A World War II investigation, updated for the modern era
"In the early morning of 13 June 1944, one week after the D‐Day landings, the Nazi regime launched a new weapon at London. The first Vergeltungswaffe 1 (Vengeance Weapon 1, or V‐1) hit a railway bridge in Mile End, killing six people and leaving 200 homeless. Over the following nine months, more than 2,300 'flying bombs' fell on London, killing an estimated 5,500 people."
So begins the story of "The flying bomb and the actuary", winner of our 2019 early-career writing competition. Authors Liam P. Shaw and Luke F. Shaw follow in the footsteps of R. D. Clarke, a British actuary who sought to determine whether the apparent clustering of V‐1 strikes on London during the Second World War was the result of targeting or random chance.
The article is published in full in our October 2019 magazine, and is now free to read online. Liam and Luke have also followed-up their award-winning article with a blog post that goes into more detail about the process of data import, cleaning and analysis.

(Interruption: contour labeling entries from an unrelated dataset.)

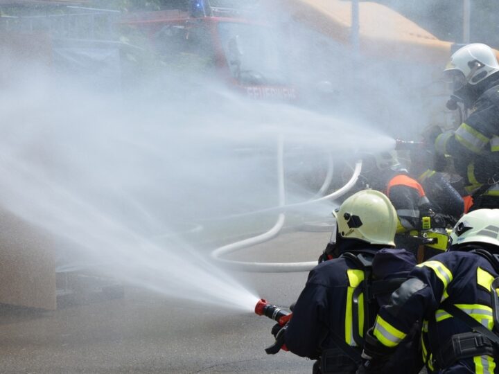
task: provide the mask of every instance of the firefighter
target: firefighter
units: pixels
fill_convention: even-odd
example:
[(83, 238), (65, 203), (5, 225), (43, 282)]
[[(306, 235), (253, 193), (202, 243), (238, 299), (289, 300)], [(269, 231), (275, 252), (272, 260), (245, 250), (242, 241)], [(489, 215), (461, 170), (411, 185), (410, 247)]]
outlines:
[[(499, 337), (499, 210), (479, 209), (454, 226), (449, 251), (417, 265), (382, 307), (367, 334), (358, 373), (383, 373), (383, 362), (423, 320), (430, 373), (496, 373)], [(492, 301), (494, 301), (492, 303)]]
[(396, 152), (370, 154), (363, 159), (365, 183), (384, 193), (396, 211), (396, 247), (413, 253), (418, 262), (445, 251), (448, 217), (430, 203), (421, 184), (399, 161)]
[[(401, 284), (416, 265), (412, 253), (392, 249), (396, 213), (383, 193), (358, 192), (342, 204), (335, 216), (338, 258), (312, 269), (290, 321), (283, 328), (277, 325), (272, 329), (277, 340), (285, 335), (288, 350), (317, 360), (316, 373), (356, 372), (363, 337), (378, 308), (376, 301)], [(383, 280), (389, 277), (396, 279)], [(409, 344), (405, 353), (410, 367), (418, 366), (416, 349)]]
[(456, 131), (435, 139), (437, 153), (450, 155), (469, 194), (466, 211), (499, 208), (499, 63), (494, 51), (468, 44), (450, 57), (444, 74), (452, 81), (450, 103), (471, 112)]

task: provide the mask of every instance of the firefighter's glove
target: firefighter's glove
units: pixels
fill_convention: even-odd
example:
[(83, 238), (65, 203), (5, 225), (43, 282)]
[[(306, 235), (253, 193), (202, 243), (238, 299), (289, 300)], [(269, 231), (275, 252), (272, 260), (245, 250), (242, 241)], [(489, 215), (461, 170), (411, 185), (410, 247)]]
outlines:
[(281, 326), (279, 323), (277, 324), (277, 326), (279, 326), (280, 328), (276, 328), (277, 326), (275, 326), (272, 328), (272, 335), (275, 336), (276, 340), (274, 344), (265, 348), (265, 352), (268, 355), (275, 355), (279, 350), (281, 350), (281, 348), (284, 349), (285, 350), (288, 350), (286, 347), (283, 346), (284, 346), (284, 340), (286, 338), (285, 334), (286, 330), (288, 328), (288, 323), (286, 323), (283, 326)]
[(283, 326), (281, 326), (279, 323), (276, 323), (272, 326), (272, 329), (270, 330), (270, 332), (272, 332), (272, 335), (274, 335), (274, 337), (277, 337), (277, 334), (279, 333), (279, 332), (282, 330), (283, 327)]
[(383, 346), (374, 335), (373, 328), (367, 332), (362, 353), (362, 363), (357, 374), (381, 374), (394, 348)]
[(424, 133), (422, 134), (423, 141), (427, 144), (433, 145), (435, 140), (442, 133), (442, 130), (439, 126), (432, 125), (425, 129)]

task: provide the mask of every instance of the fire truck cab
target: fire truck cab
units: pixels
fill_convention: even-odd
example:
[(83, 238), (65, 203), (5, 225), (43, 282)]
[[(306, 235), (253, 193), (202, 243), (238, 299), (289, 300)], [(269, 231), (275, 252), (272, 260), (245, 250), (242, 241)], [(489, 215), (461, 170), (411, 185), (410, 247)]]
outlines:
[(187, 10), (131, 13), (121, 24), (145, 31), (167, 66), (215, 74), (251, 98), (296, 99), (273, 28), (254, 17), (251, 1), (220, 3), (191, 0)]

Congratulations to Liam and Luke, once again, for winning the 2019 Statistical Excellence Award for Early-Career Writing, and congratulations also to our runners‐up: Marco Antonio Andrade Barrera of the National Autonomous University of Mexico, for his article, “A story about a tiny bot”, and Maximilian Aigner of the University of Lausanne for “Trouble in paradise: polarisation and the popular vote in Switzerland”. These articles will be published in the coming weeks on this website.
Details of our 2020 writing competition and award will be announced in February 2020.